Currently, there is no Federal groundwater standard, and some States do 
not have their own groundwater standards. We decided not to propose a 
numeric standard because of the difficulty of designing a nationwide 
numeric standard relevant to the range of groundwater conditions and 
public-use levels near minesites. We believe the States are better 
positioned to develop groundwater standards applicable within their 
borders. Instead, the proposed regulations would adopt a pollution 
prevention requirement, in preference to treatment or remediation, and 
rely on applicable State standards for groundwater protection where 
they are present.
    The existing regulations do not have a performance standard for 
wetlands or riparian areas. We recognize that dredge and fill 
activities in ``jurisdictional wetlands'' are regulated by the U.S. 
Army Corps of Engineers (COE). We are not proposing to duplicate the 
existing COE regulatory scheme under section 404 of the Clean Water 
Act. However, not all riparian areas contain vegetation dependent on 
saturated soil that qualifies them as jurisdictional wetlands. The COE 
regulates activities that occur in or that impact jurisdictional 
wetlands. BLM, as a land management agency, manages wetlands and 
riparian areas to maintain their proper functioning condition. This 
role is different from and not duplicative of the COE responsibility 
over jurisdictional wetlands.
    This standard would govern wetlands and riparian areas that are not 
considered ``jurisdictional wetlands.'' Wetland and riparian areas are 
extremely valuable to the ecosystem, especially in the arid west. 
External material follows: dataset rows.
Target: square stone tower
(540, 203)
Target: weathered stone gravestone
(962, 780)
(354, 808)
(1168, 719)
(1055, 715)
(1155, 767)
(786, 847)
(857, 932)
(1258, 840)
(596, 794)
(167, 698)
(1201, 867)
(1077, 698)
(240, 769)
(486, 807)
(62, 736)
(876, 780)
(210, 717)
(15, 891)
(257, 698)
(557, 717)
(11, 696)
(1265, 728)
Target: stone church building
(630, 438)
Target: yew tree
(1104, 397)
Wetlands and riparian areas often occur in the topographically low 
portions of the project area, which are also preferred by mine 
operators as natural containment basins for waste rock placement or 
construction of tailings impoundments or leaching facilities, and, of 
course, placer operations almost exclusively operate in these areas. 
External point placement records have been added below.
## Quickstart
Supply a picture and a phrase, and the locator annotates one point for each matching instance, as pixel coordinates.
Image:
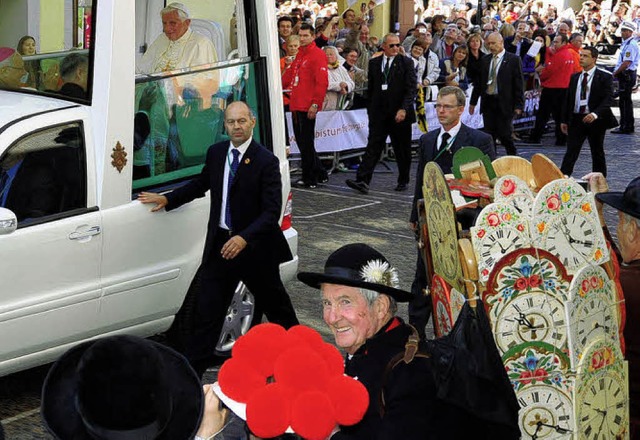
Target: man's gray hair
(181, 9)
(372, 295)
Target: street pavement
(327, 218)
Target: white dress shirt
(576, 106)
(225, 179)
(192, 49)
(453, 133)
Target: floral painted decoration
(536, 363)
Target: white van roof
(15, 106)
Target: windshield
(45, 47)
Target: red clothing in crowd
(558, 69)
(576, 58)
(307, 77)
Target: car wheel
(238, 320)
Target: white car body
(115, 267)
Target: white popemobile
(98, 262)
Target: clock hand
(535, 433)
(557, 428)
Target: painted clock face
(545, 413)
(443, 316)
(525, 271)
(602, 408)
(571, 238)
(591, 311)
(531, 317)
(513, 190)
(442, 226)
(566, 224)
(499, 230)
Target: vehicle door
(50, 266)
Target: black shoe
(401, 187)
(302, 184)
(358, 186)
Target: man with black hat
(359, 297)
(628, 205)
(122, 387)
(625, 71)
(415, 392)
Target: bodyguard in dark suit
(502, 90)
(440, 145)
(518, 43)
(587, 112)
(244, 241)
(391, 91)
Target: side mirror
(8, 221)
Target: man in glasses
(439, 145)
(391, 90)
(11, 68)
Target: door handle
(78, 235)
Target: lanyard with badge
(385, 72)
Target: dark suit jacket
(256, 200)
(510, 84)
(401, 92)
(600, 99)
(467, 137)
(511, 48)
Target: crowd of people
(452, 46)
(332, 62)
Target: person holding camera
(625, 71)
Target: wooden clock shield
(442, 226)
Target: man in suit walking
(439, 146)
(502, 90)
(391, 91)
(244, 241)
(587, 112)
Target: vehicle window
(199, 32)
(45, 47)
(44, 173)
(179, 117)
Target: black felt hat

Proposed paragraph (b)(3) would establish a hierarchy of (1) avoiding 
locating in, (2) minimizing impacts to, and (3) mitigating damage to 
wetland and riparian areas. This provision would minimize, to the 
extent feasible, disturbance in these areas and promote restoration of 
unavoidable disturbance. In applying this hierarchy, we intend that 
activities directly involved with ore recovery would not be treated the 
same as activities associated with access, processing, and waste 
handling. That is, while ore recovery activities might have to be 
located in a wetland due to their site-specific nature, we would expect 
operators to avoid locating other activities, such as roads and waste 
dumps, in wetlands.
    Proposed paragraph (b)(5) would incorporate and expand upon the 
revegetation requirement in the existing regulations. Since BLM issued 
the existing regulations in 1980, there has been considerable 
development in the science of revegetation and an increased awareness 
as to the importance of achieving successful revegetation. The proposed 
revegetation performance standard would incorporate the concepts of 
adequate revegetation diversity and density, use of native species, 
timeliness of reclamation, and the importance of controlling noxious 
weed infestations into the reclamation requirements. At the same time, 
the proposal would recognize that where revegetation is not possible, 
other techniques must be used to prevent erosion and stabilize 
disturbed areas.
    Proposed paragraph (b)(6) would not materially change existing 
Sec. 3809.2-2(d), the performance standard for fish and wildlife 
protection. We considered requiring an operator to ``enhance'' wildlife 
habitat during reclamation (and included the provision in a draft that 
we made publicly available). We decided not to propose it because of 
the subjectivity involved in determining what is an enhancement and 
because it can be inequitable or impractical to require the operator to 
improve habitat values above pre-disturbance conditions.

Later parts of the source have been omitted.